Aradan geçen yaklaşık yirmi yılda film, sadık bir hayran kitlesi oluşturdu ve 2000’lerin en iyi korku filmleri listelerinin vazgeçilmezi haline geldi. James Gunn’ın süper kahraman filmlerindeki o ekip dinamiklerini ve absürt mizah anlayışını seviyorsanız, bu tohumların Slither‘da atıldığını net bir şekilde görebilirsiniz.
James Gunn ve Slither Hakkında Sıkça Sorulanlar
Hazır bu kült klasikten bahsetmişken, Türkiye’deki izleyicilerin ve James Gunn hayranlarının bu dönemle ilgili en çok merak ettiği detaylara da bir göz atalım. İşte Gunn sinemasına dair kafalardaki o sorular:
James Gunn’ın ilk yönetmenlik denemesi hangi film?

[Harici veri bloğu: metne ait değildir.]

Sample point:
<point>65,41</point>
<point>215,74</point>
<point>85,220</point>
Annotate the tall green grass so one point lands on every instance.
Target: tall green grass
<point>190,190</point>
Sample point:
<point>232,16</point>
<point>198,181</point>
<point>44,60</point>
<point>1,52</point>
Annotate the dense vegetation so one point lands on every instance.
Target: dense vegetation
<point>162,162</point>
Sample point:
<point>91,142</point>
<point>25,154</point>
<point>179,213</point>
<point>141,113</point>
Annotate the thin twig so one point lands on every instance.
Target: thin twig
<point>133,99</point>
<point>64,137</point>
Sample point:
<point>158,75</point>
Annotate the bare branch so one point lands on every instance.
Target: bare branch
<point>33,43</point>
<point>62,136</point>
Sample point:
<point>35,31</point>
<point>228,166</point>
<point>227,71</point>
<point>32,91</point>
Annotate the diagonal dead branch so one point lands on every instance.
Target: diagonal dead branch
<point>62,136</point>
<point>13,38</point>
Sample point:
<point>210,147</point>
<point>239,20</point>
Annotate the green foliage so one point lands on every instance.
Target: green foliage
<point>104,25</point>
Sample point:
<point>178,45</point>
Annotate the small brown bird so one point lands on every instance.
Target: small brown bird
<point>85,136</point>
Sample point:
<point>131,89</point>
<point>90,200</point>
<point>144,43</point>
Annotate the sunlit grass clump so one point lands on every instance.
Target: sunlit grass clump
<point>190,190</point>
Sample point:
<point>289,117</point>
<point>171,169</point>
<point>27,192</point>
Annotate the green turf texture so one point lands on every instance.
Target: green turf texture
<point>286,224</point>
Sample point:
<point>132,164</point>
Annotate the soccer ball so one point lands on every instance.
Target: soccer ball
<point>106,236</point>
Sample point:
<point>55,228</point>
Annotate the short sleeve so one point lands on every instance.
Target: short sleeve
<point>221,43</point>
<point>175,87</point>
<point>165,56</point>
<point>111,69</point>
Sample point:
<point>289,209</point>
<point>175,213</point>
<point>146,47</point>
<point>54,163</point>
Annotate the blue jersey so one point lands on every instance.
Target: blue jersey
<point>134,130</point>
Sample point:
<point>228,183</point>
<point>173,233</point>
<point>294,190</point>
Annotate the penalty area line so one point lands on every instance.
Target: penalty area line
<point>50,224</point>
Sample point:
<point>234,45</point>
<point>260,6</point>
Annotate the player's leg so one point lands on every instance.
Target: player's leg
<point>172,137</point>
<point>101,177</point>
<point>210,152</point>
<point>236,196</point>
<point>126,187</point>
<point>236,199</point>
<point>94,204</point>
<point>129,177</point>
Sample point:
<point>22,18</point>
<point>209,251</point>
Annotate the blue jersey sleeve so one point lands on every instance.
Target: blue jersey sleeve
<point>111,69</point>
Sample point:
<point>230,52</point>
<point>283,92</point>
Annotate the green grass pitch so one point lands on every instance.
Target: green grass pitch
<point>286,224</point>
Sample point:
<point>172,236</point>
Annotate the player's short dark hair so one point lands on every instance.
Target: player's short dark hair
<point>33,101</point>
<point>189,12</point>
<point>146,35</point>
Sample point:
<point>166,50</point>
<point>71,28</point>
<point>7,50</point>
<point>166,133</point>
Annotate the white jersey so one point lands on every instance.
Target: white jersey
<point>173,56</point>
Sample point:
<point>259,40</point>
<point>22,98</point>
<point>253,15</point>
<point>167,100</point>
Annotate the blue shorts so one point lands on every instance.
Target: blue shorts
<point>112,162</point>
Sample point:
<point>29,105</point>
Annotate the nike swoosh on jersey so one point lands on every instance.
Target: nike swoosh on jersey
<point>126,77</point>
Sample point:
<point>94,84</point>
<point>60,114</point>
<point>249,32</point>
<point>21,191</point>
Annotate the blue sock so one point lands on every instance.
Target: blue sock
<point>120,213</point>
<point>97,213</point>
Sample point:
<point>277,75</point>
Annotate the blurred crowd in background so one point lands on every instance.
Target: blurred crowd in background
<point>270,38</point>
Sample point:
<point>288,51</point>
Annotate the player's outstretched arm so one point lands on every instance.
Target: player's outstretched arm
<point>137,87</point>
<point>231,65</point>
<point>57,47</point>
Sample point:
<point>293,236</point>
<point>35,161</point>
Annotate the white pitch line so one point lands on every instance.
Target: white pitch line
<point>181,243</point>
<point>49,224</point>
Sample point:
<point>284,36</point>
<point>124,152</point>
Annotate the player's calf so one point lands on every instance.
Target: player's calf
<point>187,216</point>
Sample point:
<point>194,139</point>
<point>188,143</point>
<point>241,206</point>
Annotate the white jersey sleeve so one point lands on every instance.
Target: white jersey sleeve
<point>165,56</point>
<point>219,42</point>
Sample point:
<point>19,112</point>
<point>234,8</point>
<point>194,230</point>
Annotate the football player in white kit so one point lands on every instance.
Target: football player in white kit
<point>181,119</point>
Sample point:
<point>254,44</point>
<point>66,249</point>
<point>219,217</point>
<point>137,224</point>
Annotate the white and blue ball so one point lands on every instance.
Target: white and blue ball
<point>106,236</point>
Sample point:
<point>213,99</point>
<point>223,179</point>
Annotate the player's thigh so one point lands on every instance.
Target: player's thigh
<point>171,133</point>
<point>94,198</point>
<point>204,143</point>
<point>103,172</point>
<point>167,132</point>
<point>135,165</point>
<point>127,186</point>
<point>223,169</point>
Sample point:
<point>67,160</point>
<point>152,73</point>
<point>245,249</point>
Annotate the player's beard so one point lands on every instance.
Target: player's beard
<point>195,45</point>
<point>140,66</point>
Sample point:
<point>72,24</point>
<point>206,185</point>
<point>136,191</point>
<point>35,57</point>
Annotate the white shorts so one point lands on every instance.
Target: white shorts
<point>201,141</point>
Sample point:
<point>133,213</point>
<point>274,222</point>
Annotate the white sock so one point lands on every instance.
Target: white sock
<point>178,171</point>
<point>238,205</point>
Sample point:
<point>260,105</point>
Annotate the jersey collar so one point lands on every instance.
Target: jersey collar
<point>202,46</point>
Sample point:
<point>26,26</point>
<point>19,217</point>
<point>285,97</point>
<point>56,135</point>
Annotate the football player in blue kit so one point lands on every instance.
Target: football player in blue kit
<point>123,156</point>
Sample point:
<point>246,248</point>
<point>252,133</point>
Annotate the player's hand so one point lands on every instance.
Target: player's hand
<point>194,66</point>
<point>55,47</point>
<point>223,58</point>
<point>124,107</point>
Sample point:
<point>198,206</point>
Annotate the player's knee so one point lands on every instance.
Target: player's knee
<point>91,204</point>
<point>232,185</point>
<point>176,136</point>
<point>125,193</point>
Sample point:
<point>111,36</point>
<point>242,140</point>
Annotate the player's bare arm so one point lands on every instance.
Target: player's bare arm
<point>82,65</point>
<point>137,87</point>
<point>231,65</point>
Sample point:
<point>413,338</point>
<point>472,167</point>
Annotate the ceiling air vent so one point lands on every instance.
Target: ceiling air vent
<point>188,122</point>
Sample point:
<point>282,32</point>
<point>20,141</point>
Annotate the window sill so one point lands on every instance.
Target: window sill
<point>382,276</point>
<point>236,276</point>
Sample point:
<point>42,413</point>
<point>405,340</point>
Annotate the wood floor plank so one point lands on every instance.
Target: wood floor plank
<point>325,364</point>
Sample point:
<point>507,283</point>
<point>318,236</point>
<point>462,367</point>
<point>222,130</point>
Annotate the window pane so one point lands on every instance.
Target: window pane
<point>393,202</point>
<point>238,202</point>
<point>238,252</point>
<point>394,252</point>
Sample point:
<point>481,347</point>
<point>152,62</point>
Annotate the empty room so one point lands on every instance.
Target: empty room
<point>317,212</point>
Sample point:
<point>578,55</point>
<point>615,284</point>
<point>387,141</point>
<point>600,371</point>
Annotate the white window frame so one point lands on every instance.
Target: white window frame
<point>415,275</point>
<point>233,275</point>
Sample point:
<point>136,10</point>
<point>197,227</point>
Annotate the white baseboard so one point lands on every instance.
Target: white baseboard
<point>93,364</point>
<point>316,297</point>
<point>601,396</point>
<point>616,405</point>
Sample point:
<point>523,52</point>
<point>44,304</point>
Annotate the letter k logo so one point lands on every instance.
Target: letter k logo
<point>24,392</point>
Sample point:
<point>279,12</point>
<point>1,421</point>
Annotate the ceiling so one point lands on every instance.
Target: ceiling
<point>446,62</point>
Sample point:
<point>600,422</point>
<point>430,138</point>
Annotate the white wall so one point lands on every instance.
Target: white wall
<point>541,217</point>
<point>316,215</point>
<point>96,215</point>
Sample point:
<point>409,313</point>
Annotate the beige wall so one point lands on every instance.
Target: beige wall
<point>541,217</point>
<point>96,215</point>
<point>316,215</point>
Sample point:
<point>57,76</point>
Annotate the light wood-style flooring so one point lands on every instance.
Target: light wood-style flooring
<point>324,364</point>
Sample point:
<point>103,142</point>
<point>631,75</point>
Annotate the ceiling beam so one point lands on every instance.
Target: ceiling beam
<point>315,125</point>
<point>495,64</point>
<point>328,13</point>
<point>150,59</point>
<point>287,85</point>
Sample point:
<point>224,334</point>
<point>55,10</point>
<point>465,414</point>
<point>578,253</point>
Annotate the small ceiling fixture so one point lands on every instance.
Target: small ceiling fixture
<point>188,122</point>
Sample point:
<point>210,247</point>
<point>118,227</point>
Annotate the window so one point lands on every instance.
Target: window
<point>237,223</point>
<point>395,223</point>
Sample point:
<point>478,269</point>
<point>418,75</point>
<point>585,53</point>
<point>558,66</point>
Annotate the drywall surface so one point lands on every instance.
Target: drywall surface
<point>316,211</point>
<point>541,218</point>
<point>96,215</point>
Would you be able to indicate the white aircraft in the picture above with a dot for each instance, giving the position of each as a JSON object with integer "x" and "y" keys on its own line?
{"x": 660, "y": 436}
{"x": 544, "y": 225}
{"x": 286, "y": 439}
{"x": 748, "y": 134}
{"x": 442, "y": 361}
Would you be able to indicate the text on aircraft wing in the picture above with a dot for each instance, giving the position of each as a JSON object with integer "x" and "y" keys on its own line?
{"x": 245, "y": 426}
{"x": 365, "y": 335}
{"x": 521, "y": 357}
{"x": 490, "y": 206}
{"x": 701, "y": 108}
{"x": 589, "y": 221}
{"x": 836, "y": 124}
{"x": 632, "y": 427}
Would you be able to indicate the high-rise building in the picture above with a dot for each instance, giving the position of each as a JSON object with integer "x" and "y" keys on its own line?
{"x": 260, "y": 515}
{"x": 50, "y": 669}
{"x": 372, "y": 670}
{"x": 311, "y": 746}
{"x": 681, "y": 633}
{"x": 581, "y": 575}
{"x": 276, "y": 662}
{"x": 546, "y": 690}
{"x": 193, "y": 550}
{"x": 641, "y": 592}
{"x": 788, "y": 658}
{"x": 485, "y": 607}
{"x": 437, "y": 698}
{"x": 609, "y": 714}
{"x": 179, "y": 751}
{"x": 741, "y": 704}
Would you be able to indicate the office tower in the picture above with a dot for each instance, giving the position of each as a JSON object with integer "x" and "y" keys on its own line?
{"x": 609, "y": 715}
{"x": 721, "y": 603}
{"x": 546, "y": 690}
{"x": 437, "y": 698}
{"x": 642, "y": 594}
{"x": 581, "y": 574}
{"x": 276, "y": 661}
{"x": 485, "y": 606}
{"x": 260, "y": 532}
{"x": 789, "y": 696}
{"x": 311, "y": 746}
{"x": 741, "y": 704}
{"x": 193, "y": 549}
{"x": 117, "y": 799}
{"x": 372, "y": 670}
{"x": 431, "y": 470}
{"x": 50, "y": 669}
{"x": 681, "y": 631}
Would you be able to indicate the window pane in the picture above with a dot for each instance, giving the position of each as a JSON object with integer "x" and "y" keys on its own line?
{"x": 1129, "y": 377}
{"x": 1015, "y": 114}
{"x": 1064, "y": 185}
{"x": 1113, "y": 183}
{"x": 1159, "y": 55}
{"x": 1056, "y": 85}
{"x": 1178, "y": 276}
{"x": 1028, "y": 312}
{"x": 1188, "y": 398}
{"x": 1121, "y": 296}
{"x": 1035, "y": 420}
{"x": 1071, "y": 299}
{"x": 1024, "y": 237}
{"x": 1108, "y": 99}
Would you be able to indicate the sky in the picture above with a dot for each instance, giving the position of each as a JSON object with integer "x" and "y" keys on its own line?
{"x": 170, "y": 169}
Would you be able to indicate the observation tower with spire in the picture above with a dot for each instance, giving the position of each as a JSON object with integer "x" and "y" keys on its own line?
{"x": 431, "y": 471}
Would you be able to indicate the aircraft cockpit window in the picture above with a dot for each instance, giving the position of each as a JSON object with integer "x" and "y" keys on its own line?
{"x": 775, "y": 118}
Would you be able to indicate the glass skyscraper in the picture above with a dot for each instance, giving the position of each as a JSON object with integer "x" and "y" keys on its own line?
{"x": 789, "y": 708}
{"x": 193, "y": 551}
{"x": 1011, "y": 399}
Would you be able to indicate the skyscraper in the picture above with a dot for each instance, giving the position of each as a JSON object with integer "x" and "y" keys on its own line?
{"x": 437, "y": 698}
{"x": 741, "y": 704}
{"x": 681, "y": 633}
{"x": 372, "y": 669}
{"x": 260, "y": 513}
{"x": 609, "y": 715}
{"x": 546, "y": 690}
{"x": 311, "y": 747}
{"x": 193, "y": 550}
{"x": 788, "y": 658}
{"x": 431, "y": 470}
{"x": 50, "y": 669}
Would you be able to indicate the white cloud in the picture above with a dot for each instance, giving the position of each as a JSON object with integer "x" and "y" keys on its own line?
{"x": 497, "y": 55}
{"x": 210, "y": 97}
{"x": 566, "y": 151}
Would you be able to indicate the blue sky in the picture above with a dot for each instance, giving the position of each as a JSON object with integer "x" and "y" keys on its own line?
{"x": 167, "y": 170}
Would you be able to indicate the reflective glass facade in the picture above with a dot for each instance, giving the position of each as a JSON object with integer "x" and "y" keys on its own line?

James Gunn’ın yönetmen koltuğuna oturduğu ilk uzun metrajlı film 2006 yapımı Slither‘dır. Daha öncesinde senarist olarak Troma stüdyolarında ve Scooby-Doo filmlerinde çalışmış olsa da, yönetmenlik kariyeri bu korku-komedi ile başlamıştır.
Slither filmi hangi türde ve konusu ne?
Film, korku-komedi (horror-comedy) türündedir. Konusu, dünyaya düşen bir meteordan çıkan uzaylı parazitlerin, küçük bir kasabadaki insanları ele geçirerek onları zombi benzeri yaratıklara ve tek bir devasa organizmanın parçalarına dönüştürmesini anlatır.
Nathan Fillion ve James Gunn kaç filmde birlikte çalıştı?
İkili çok yakın arkadaştır. Nathan Fillion, Slither‘da başrol oynamasının yanı sıra, Gunn’ın Super, Guardians of the Galaxy (seslendirme/cameo), The Suicide Squad ve Guardians of the Galaxy Vol. 3 gibi neredeyse tüm projelerinde yer almıştır.
Slither neden kült film olarak kabul ediliyor?
Gişede başarısız olmasına rağmen, pratik efekt kullanımı, 80’ler B-filmi estetiği ve zekice yazılmış senaryosu sayesinde korku sineması tutkunları arasında yıllar içinde büyük bir saygınlık kazanmıştır. Bu da onu “Kült Klasik” statüsüne taşımıştır.